Finalement, repenser l’agriculture nécessite de changer nos façons de penser et nos manières d’agir.
Un renouvellement des outils de théorisation conceptuelle et d’opérations politiques est nécessaire : ces derniers doivent s’articuler autour de la relation d’une activité à son espace et à son environnement. Dans ce cadre, un territoire doit davantage être pensé comme paysage : c’est-à-dire comme un lieu de co-évolution permanente entre nature et culture. Ainsi définie, la construction paysagère résulte d’une obligation de moyens (et non de résultats) qui questionne l’adaptation des activités humaines à des contraintes naturelles et qui réconcilie ce qui est de l’ordre de l’ingénierie (la science) et de l’ordre du sensible (l’art).
Car un paysage c’est avant tout un ressenti, une façon de voir son territoire et de s’y identifier.

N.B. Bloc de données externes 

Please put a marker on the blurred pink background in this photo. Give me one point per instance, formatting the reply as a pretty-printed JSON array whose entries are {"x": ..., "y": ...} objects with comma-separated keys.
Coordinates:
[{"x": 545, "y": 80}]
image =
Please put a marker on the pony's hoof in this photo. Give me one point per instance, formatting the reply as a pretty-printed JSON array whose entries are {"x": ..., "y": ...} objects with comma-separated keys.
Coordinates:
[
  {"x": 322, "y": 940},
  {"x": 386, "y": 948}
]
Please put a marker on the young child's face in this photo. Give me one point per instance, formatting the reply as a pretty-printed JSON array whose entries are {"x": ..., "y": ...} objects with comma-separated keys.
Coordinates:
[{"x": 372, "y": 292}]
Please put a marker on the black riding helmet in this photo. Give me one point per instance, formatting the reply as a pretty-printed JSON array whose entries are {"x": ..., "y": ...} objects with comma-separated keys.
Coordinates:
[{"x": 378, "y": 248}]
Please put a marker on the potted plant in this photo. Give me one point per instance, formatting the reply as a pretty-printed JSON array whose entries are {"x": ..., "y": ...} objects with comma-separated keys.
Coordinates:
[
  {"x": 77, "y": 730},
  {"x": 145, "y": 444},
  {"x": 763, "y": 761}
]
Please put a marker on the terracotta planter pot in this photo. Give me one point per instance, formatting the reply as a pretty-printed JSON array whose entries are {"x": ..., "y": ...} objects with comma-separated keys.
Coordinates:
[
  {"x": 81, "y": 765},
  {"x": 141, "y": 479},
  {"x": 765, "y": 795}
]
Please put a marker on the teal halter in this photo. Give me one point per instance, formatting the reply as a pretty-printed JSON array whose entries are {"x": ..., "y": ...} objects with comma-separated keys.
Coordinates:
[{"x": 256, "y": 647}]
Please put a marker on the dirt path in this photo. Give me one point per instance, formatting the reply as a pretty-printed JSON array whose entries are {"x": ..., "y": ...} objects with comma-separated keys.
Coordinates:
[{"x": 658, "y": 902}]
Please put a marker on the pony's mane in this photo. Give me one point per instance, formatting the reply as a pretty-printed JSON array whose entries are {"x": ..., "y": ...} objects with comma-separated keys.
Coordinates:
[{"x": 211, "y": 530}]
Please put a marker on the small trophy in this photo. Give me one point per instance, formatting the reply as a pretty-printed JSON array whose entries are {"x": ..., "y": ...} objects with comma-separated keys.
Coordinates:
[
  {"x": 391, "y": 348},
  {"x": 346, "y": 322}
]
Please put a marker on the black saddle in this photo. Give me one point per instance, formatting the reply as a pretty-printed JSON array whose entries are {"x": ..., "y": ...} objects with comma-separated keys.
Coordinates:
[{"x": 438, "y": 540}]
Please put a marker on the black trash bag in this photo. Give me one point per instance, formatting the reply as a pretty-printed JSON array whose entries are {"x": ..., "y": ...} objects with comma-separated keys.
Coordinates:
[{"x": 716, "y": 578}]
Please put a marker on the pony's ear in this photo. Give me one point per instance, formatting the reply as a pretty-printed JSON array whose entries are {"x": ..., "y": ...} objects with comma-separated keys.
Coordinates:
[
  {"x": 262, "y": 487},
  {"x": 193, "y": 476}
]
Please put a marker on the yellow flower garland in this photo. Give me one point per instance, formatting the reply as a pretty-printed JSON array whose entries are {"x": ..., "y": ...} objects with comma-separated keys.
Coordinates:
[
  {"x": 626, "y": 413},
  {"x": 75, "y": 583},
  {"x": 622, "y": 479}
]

Penser l’action paysagère c’est comprendre le sens de l’action politique et citoyenne sur l’espace et sur la nature. En agriculture, ce « chemin paysager » demande d’établir un nouveau contrat social entre le milieu, les agriculteurs et les consommateurs. Articuler les systèmes de production aux conditions locales, tant au niveau des techniques agricoles que des démarches de commercialisation, constitue la clé de voûte d’un contrat ainsi pensé et conçu. C’est par le paysage que les sociétés d’aujourd’hui et de demain seront en mesure de pérenniser les actions citoyennes de lutte contre cette tragédie qu’est, aujourd’hui, la crise sociale et écologique de la modernité.